Il est d’ailleurs étonnant que Tsipora fasse la même erreur en pensant que les femmes de Eldad et Meidad auraient le même sort qu’elle au sujet de la séparation physique avec leur mari. Elle diffère du personnage de Tsipora au moment de l’épisode de l’auberge, cette Tsipora qui agit et qui parle à la place de Moché, celle qui l’aide à devenir ce grand guide pour Israël. Il est possible que venant d’une nation idolâtre, elle ne comprenne pas l’idée de la prophétie et de la clairvoyance, elle reste terrestre. Le serpent qui engloutit Moché jusqu’à sa partie intime, montre que pour faire alliance (brit mila, l’alliance du mot), il faut un manque, ce serpent est le contre exemple du serpent du Gan Eden, mais il en est aussi l’allusion. Il est possible que pour Tsipora, ce lien ne soit pas explicite.
Tsipora met en lumière l’idée d’une parole juste même si elle n’en n’a pas conscience dans le sens où elle aide Moché à cela sans vraiment l’identifier. Tsipora est le vécu intime de Moché, elle est son épouse. Elle permet à Moché la montée des eaux lors de la rencontre amoureuse, elle lui permet aussi de comprendre la spontanéité de l’acte sans tergiversation, elle le hisse au sommet des prophètes, où la parole de Dieu, devient de plus en plus claire ; et cela pour guider le peuple à trouver sa juste liberté.
Élaborer, construire sa parole tout en regardant le monde avec humilité « et l’homme Moché était très humble, plus que tout homme qui fût sur la face de la terre » (Behaalotekha, 12, 3) ; c’est offrir une place à l’autre. Ce don de soi dans l’agir et dans le parler, permet d’être visionnaire d’une juste cause, celle de notre liberté individuelle et collective.

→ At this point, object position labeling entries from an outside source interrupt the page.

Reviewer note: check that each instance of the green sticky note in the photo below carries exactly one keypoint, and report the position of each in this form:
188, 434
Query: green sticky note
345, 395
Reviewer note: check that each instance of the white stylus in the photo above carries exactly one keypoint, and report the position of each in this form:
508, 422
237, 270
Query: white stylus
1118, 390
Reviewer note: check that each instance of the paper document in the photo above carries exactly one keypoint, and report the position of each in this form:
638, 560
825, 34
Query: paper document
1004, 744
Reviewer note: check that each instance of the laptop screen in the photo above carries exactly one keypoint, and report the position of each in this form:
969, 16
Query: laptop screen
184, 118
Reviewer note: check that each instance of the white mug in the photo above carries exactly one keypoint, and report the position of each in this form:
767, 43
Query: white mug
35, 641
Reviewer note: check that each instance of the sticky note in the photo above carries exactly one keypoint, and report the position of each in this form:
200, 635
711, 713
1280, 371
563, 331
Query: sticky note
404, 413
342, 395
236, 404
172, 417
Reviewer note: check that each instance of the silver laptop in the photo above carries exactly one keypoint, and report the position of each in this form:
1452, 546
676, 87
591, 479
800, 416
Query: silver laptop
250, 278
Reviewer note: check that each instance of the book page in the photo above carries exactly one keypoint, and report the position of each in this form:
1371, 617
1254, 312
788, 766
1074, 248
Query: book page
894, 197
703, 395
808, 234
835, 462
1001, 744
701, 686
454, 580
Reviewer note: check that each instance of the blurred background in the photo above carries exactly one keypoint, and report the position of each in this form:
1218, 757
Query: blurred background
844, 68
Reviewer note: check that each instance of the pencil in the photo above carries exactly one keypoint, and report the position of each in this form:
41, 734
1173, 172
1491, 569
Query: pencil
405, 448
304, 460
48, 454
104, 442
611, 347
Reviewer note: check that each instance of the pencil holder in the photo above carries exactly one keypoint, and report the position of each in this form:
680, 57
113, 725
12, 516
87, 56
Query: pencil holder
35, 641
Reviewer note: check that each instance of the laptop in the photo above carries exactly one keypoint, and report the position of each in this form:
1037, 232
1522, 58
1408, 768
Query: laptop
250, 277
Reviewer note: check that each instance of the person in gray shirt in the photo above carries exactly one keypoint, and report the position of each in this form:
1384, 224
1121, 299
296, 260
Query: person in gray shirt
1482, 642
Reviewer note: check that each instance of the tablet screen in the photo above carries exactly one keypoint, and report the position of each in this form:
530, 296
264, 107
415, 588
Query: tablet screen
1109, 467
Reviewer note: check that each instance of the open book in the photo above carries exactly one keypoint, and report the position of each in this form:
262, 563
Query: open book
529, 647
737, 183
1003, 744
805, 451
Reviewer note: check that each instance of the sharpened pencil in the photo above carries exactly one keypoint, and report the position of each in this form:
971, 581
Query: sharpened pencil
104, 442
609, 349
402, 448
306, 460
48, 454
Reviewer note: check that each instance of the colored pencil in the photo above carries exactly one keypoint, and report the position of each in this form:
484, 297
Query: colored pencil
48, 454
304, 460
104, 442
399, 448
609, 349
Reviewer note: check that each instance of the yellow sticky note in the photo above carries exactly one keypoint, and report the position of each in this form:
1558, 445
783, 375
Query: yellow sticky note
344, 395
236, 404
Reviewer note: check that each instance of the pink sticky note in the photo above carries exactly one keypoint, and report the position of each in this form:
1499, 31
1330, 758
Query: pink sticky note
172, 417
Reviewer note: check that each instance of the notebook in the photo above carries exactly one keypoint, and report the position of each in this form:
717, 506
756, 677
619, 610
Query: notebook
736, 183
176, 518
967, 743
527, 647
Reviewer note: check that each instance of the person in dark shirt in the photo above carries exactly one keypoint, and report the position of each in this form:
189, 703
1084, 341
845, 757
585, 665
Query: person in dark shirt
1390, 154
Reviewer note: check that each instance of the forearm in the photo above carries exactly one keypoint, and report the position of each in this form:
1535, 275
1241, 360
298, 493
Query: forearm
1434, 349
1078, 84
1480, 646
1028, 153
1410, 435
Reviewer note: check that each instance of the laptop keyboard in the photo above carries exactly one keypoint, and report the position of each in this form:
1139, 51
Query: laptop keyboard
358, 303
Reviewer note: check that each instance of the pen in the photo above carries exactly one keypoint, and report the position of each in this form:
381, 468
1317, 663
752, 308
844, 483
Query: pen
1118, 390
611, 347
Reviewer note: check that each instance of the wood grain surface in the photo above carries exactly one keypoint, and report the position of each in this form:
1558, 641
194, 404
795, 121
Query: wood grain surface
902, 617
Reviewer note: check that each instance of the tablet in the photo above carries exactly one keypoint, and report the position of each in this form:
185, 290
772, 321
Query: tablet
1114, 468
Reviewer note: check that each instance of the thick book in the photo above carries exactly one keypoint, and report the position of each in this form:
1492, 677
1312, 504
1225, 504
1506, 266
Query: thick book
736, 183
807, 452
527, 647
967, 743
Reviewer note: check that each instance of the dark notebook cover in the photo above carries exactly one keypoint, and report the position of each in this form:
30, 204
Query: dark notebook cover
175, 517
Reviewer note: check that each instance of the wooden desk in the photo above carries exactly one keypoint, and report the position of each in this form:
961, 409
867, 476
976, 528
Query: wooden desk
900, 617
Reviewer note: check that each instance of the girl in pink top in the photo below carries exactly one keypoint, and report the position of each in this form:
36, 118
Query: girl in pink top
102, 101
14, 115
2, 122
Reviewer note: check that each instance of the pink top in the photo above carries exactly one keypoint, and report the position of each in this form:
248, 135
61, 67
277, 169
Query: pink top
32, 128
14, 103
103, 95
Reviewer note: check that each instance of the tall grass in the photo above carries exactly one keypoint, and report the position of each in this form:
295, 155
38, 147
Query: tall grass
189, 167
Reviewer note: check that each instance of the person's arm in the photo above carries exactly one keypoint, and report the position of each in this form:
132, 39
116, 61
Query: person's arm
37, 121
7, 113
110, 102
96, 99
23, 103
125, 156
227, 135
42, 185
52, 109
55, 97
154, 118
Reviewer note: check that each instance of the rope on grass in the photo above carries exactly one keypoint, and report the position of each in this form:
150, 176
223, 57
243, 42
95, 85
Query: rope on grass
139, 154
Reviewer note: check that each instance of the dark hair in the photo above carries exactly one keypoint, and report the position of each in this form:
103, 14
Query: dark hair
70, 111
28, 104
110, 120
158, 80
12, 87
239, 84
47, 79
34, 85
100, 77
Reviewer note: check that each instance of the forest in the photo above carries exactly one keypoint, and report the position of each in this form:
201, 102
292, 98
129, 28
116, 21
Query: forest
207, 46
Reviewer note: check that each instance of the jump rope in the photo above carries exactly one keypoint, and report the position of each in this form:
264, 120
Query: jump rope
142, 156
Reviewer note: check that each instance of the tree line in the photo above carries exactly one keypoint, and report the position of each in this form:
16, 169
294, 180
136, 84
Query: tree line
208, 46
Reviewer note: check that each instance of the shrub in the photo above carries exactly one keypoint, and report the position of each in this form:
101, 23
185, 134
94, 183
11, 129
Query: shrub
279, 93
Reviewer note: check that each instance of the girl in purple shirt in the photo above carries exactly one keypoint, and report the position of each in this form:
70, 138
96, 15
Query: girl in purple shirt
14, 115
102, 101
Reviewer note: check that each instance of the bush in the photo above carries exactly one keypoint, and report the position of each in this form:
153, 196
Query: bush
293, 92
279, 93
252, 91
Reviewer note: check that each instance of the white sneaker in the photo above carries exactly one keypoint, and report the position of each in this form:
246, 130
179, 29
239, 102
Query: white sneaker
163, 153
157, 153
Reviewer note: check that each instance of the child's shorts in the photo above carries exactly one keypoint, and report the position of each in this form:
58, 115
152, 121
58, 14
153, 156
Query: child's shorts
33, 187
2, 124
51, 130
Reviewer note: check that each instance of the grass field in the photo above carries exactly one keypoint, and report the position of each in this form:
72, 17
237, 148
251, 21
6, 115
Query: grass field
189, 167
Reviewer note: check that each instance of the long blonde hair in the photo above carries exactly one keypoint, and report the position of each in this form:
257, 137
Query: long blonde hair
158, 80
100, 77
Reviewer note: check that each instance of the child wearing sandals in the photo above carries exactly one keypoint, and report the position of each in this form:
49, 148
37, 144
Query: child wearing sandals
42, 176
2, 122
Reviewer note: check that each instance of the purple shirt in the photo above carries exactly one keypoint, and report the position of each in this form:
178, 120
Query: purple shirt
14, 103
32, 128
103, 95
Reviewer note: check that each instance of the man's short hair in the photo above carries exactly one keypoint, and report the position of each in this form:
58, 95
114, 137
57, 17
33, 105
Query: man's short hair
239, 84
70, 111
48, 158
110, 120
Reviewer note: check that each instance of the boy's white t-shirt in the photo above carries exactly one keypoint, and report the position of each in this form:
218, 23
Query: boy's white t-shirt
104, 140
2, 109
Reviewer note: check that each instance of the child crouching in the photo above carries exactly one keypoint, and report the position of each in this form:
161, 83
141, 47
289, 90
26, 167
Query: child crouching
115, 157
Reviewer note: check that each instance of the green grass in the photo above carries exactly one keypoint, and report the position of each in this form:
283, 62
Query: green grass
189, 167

En effet, nos tergiversations, nos hésitations, sont le reflet de nos peurs, de notre incapacité à avancer et à renouveler, se renouveler. Cette opacité de notre pensée, est notre esclavage, elle nous rend objet de nos fantasmes et ne permet donc pas une clairvoyance et une juste vision de la réalité. Elle crée du « hors réalité ». Elle vient aussi souvent d’une vénération de notre manque existentiel, de nos frustrations. Comme si ce manque devait se soumettre à cette profusion de paroles de soi. Ce manque de paroles en soi, cet en moins, permet à contrario, une plénitude existentielle et donc la liberté. Parler de soi, en soi ou aux autres fait souffrir, elle nous rend esclave d’une parole extérieure à nous, d’une parole qui nous est étrangère. Elle nous aliène à l’idolâtrie d’une pensée qui nous domine.
Être libre c’est trouver une juste parole surtout libre de soi-même.
Les plus beaux discours ou divrei torah sont ceux des gens libres, à savoir ceux dont l’esprit est vidé d’eux-mêmes ou de l’enjeu de parler d’eux. Ces discours sont d’ailleurs toujours énoncés d’une manière douce qui donne la possibilité à celui qui écoute d’un moment de silence où le temps semble être suspendu . D.ieu ne parle t-il pas à Moché avec le verbe lemor, dire, qui est un dire doux ? Cela permet à ce qui est dit, de résonner en nous-mêmes et de nous libérer.
Une parole libératrice est une parole sans égo.
Lorsqu’on entend le chant de l’oiseau du tsipor , nous ressentons l’écho d’un son ( d’une parole ?) authentique, qui à la lueur du matin, tsafra, nous apporte la douce alarme tsefira, d’une volonté d’une relation qui n’est que don de soi.